OUR HOPES AND DREAMS

As if this wasn’t enough, we are also creative beings, gifted with the ability to anticipate.  On top of our historical legacy, and our present situations, we insist on speculating about our own futures.  We worry about what might happen tomorrow to take away what we love, force us to accept what we don’t like, isolate us from others, and strip us of freedom.

UNDERSTANDING AND COMMUNICATING OUR ANGST

To communicate our emotions, there is a further two-stage process to be undergone.

Firstly, we have to find a way of understanding the full range of our emotions, and collecting it into a story that makes sense to us.  Just as a scientific list of ingredients doesn’t make a good menu, so a scientific list of our hormonal imbalances doesn’t make a meaningful understanding.  We need a way of knowing, for ourselves, what we are going through.  This meaning has to be manageable, brief enough to express to ourselves and hold in our mind.

Secondly, we have to find a mutually acceptable language with which to express to others what we are going through.  Our meanings might not match other people’s meanings.  We therefore have to undertake an act of translation, making ourselves undertandable and acceptable to others, without losing our own sense of meaning and self-acceptability.

THE PROCESS

Counselling is a process in which some of this can take place.  (It doesn’t have to be counselling.  You can do this yourself, or in collaboration with trusted others.  But counselling is a designed safe space useful for such a process.)

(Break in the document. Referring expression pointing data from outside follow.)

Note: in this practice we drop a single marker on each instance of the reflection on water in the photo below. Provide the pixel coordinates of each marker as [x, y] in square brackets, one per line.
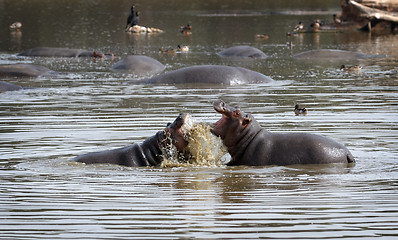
[89, 108]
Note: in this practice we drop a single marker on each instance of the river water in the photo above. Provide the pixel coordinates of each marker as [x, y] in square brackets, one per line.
[43, 195]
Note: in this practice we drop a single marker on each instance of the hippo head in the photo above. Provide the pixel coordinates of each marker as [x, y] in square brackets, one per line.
[177, 132]
[233, 125]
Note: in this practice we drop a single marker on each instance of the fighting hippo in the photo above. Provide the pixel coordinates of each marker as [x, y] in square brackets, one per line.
[249, 144]
[332, 54]
[138, 65]
[5, 86]
[208, 74]
[151, 152]
[62, 52]
[242, 51]
[23, 70]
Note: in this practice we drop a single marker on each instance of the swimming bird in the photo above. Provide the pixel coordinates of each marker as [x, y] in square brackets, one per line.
[298, 110]
[299, 27]
[16, 26]
[186, 29]
[355, 68]
[263, 36]
[316, 25]
[170, 50]
[182, 48]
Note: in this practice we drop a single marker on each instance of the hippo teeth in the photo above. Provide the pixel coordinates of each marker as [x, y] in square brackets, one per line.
[188, 124]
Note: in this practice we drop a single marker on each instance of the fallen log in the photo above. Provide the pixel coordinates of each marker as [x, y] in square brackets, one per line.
[369, 13]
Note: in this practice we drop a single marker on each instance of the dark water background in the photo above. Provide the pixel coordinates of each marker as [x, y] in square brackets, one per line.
[44, 196]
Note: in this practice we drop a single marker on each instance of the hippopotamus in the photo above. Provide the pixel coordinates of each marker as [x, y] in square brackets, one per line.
[5, 86]
[139, 65]
[250, 144]
[332, 54]
[207, 74]
[62, 52]
[23, 70]
[242, 52]
[151, 152]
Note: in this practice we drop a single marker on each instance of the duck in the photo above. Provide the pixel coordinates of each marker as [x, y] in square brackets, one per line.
[299, 27]
[316, 25]
[337, 19]
[263, 36]
[186, 29]
[170, 50]
[298, 110]
[16, 26]
[182, 48]
[355, 68]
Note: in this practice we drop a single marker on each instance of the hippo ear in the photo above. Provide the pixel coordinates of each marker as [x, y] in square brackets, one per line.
[246, 120]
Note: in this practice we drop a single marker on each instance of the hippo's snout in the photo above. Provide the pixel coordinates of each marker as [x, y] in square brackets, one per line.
[220, 106]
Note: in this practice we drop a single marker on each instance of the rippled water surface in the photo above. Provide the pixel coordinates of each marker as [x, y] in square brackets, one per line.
[43, 195]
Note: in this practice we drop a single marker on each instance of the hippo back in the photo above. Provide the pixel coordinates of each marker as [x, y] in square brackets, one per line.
[242, 51]
[139, 65]
[55, 52]
[23, 70]
[209, 74]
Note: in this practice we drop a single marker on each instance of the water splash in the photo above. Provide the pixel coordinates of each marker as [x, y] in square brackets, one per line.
[204, 149]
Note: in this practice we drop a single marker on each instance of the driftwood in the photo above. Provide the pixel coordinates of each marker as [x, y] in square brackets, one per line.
[371, 12]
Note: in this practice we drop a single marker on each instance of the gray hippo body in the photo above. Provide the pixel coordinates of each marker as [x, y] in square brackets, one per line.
[151, 152]
[242, 52]
[23, 70]
[249, 144]
[208, 74]
[139, 65]
[330, 54]
[5, 86]
[57, 52]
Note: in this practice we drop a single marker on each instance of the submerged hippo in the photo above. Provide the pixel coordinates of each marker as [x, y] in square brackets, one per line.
[62, 52]
[208, 74]
[5, 86]
[139, 65]
[330, 54]
[23, 70]
[242, 51]
[249, 144]
[149, 153]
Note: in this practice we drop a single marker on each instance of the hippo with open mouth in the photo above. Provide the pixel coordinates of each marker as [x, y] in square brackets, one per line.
[249, 144]
[151, 152]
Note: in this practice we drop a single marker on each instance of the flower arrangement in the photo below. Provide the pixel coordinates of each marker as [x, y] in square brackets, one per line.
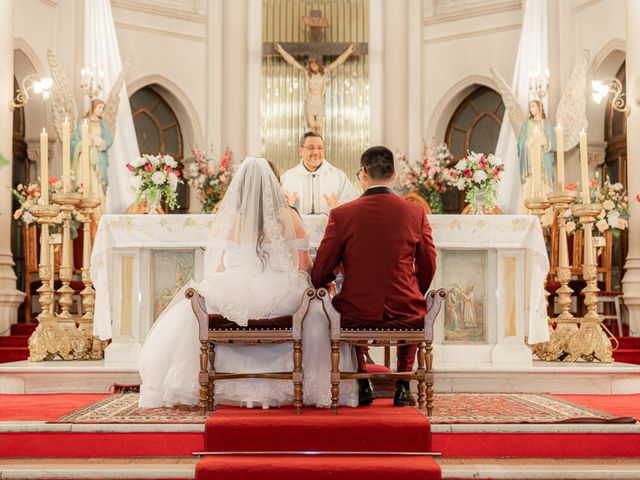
[155, 177]
[615, 207]
[29, 196]
[430, 178]
[210, 181]
[478, 175]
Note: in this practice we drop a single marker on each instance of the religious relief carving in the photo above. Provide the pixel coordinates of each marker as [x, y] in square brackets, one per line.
[465, 305]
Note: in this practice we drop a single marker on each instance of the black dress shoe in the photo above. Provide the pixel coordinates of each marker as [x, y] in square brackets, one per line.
[403, 397]
[365, 392]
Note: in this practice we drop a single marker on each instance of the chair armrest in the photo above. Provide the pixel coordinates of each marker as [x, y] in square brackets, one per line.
[298, 317]
[434, 303]
[200, 311]
[333, 316]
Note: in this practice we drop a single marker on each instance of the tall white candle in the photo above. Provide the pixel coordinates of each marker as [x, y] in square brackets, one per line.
[584, 168]
[560, 156]
[86, 167]
[66, 156]
[44, 166]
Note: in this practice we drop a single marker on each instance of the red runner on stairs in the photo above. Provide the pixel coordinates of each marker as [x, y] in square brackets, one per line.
[376, 428]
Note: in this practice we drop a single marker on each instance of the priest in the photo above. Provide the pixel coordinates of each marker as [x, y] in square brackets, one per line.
[315, 186]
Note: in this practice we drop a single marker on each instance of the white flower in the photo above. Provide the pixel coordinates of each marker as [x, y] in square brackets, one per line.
[479, 176]
[158, 178]
[493, 160]
[602, 225]
[173, 180]
[169, 160]
[28, 218]
[137, 162]
[461, 165]
[135, 181]
[612, 219]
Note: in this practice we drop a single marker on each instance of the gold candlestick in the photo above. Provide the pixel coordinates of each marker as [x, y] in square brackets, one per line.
[79, 345]
[45, 340]
[589, 342]
[566, 325]
[85, 323]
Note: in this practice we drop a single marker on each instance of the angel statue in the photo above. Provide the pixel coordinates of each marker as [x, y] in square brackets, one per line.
[317, 76]
[571, 114]
[101, 119]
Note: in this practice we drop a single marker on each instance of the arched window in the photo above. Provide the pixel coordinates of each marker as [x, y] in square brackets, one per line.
[158, 131]
[474, 126]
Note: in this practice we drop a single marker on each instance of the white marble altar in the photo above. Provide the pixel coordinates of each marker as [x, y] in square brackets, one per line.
[498, 262]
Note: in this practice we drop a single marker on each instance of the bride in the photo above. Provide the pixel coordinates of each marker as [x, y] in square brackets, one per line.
[256, 266]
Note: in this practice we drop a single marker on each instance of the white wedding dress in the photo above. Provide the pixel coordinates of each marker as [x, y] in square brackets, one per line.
[243, 288]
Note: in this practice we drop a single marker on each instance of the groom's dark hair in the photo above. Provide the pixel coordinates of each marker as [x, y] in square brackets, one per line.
[378, 162]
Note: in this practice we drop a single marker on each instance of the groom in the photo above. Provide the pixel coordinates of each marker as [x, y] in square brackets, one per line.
[384, 243]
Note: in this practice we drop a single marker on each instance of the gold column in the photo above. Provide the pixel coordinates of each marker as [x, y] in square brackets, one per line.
[590, 342]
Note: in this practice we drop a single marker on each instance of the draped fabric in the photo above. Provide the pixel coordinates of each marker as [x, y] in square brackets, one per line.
[101, 49]
[532, 55]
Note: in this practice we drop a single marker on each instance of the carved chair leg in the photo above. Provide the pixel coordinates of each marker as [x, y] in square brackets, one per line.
[429, 374]
[421, 379]
[211, 393]
[297, 376]
[335, 375]
[204, 375]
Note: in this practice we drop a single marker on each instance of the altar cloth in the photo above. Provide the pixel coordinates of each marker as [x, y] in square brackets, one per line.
[462, 232]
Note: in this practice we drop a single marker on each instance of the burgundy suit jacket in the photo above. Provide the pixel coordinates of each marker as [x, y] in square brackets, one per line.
[384, 243]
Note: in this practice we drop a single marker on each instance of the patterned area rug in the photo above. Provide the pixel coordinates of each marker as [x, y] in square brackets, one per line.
[496, 408]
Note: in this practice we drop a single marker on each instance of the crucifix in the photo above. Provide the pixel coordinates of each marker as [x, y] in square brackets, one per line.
[315, 71]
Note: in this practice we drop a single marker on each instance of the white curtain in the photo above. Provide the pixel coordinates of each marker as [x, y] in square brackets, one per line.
[101, 49]
[532, 54]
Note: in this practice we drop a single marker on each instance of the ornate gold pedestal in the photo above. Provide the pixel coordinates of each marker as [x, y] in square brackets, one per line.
[85, 323]
[47, 340]
[590, 342]
[566, 325]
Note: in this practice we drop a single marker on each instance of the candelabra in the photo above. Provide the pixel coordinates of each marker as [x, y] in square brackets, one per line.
[589, 342]
[78, 344]
[45, 342]
[85, 323]
[566, 325]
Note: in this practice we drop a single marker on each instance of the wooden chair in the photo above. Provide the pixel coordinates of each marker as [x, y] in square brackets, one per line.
[215, 329]
[420, 332]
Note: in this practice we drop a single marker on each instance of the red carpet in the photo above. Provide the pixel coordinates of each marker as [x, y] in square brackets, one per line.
[376, 428]
[317, 467]
[46, 407]
[379, 427]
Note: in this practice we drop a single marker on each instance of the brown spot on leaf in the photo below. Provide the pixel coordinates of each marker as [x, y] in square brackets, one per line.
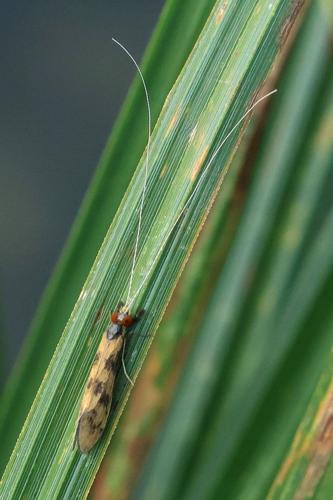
[105, 399]
[111, 364]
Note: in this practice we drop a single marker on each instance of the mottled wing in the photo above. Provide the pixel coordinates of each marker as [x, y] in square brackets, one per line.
[97, 397]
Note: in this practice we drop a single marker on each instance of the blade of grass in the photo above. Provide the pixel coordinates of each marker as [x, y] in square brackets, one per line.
[229, 62]
[171, 44]
[179, 326]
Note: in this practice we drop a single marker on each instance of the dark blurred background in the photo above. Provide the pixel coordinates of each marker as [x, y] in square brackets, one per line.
[61, 86]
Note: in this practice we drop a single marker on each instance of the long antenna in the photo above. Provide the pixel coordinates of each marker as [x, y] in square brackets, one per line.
[218, 149]
[146, 167]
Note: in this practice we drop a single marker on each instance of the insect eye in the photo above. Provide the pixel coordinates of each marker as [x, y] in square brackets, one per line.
[114, 317]
[128, 320]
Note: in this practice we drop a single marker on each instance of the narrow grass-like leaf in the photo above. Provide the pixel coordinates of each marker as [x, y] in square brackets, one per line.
[151, 394]
[203, 418]
[179, 26]
[228, 64]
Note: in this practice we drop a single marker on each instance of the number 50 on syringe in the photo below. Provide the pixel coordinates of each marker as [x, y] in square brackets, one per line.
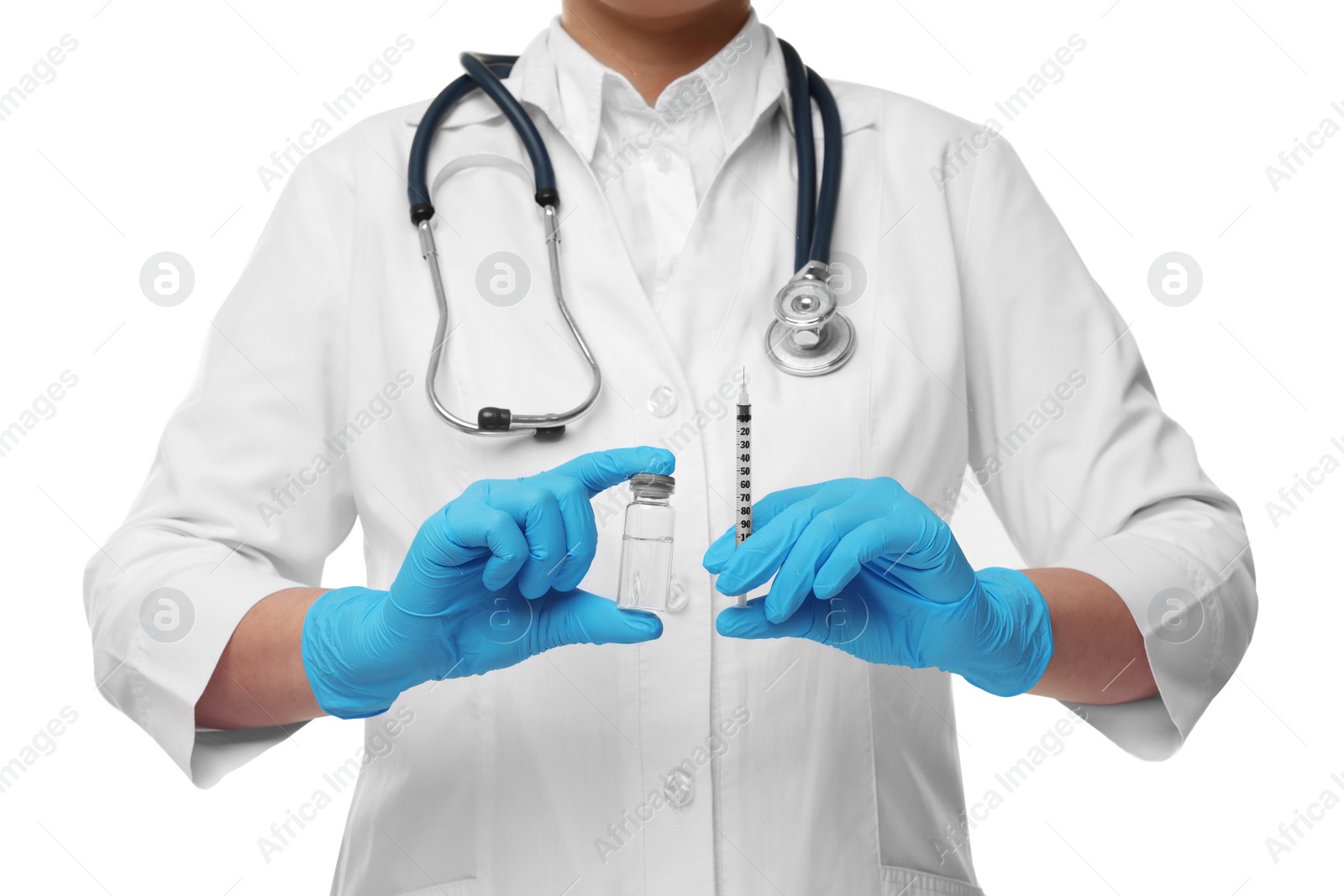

The rough process is that we:

  1. Come to appreciate our own legacy of basic needs, and the emotions which can arise if those needs are frustrated
  2. Develop an awareness of how, in the present moment, we experience subtle fluctuations of emotion in response to events
  3. Develop an appreciation of our own hopes and dreams, and how perceived threats to them can cause anxiety
  4. Collect all of the above into a self-expressed story or narrative that makes meaningful sense to us
  5. Find a mutually acceptable language with which to introduce the story of ourselves to others
The reason counselling can work, is that it offers a safe, non-judgemental space in which to explore all of the above.  Because the counsellor is also a person in their own right, a client can not only refine their own self-narrative, but also practice the communication of that self-narrative to others.
We will never remove conflict while we are on this Earth.  But we can find ways to comprehend and manage the conflict as it runs through our own mind.  This does not remove difficulty, but it can certainly make us more skilled at expressing what is in our minds.  This makes it less likely that we will suffer breakdowns of functioning and communication.  It makes it more likely that we can function peacefully, both in relation to ourselves, and others.